While trying to piece together my blog post, I browsed the internet for quotes and ideas on free will. I don’t know much about Marilyn Manson or his music/philosophies, but I stumbled on some of his lyrics from his song, “We’re from America.” One of the lyric says, “We don’t like to kill our unborn; we need them to grow up and fight our wars.” It seemed fitting. Billy Pilgrim finds solace in “so it goes” because he has been forced into war, forced into something he did not chose. Unfortunately, the government has that power. And so in some respect, there is a loss of free will in a country that prides itself on freedom. A man fighting for other’s freedom has no freedom. It’s all one huge paradox. Time and time again, Billy is being told that war is always going to happen. And he encounters war again when his son goes off to Vietnam. War is the cycle.

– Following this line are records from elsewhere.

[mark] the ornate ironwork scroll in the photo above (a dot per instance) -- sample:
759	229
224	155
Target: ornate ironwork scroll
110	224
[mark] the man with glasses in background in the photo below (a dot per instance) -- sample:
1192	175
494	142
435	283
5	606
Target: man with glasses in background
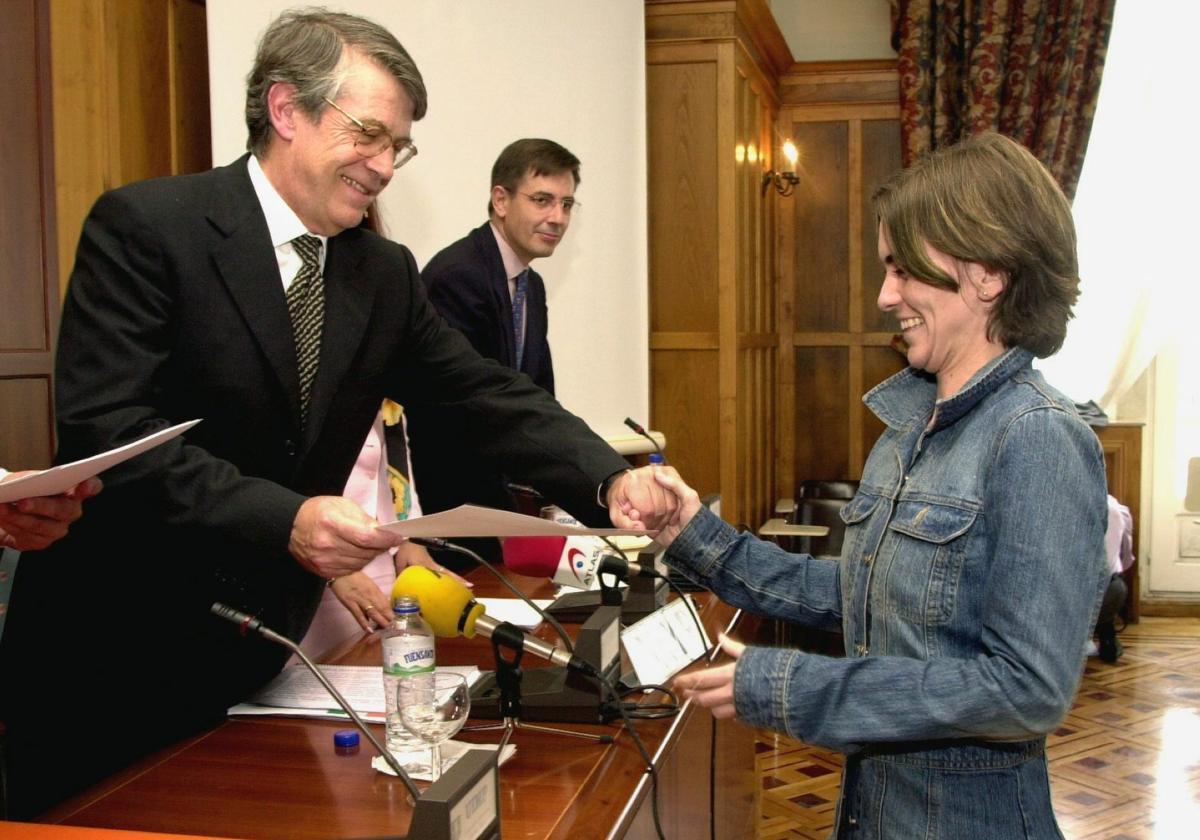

Humans have the power to free will, but humans also have the power to take it away. Humans attempt to have divine powers. Even the concept of daylight savings time is strange. It proves that Billy is right, time is constructed by the man. “There was nothing I could do about it. As an Earthling, I had to believe whatever clocks said—and calendars” (26). Clocks, time, war, even the right to abortion is all controlled. Humans have the ability to free will, but it is often revoked by those more powerful.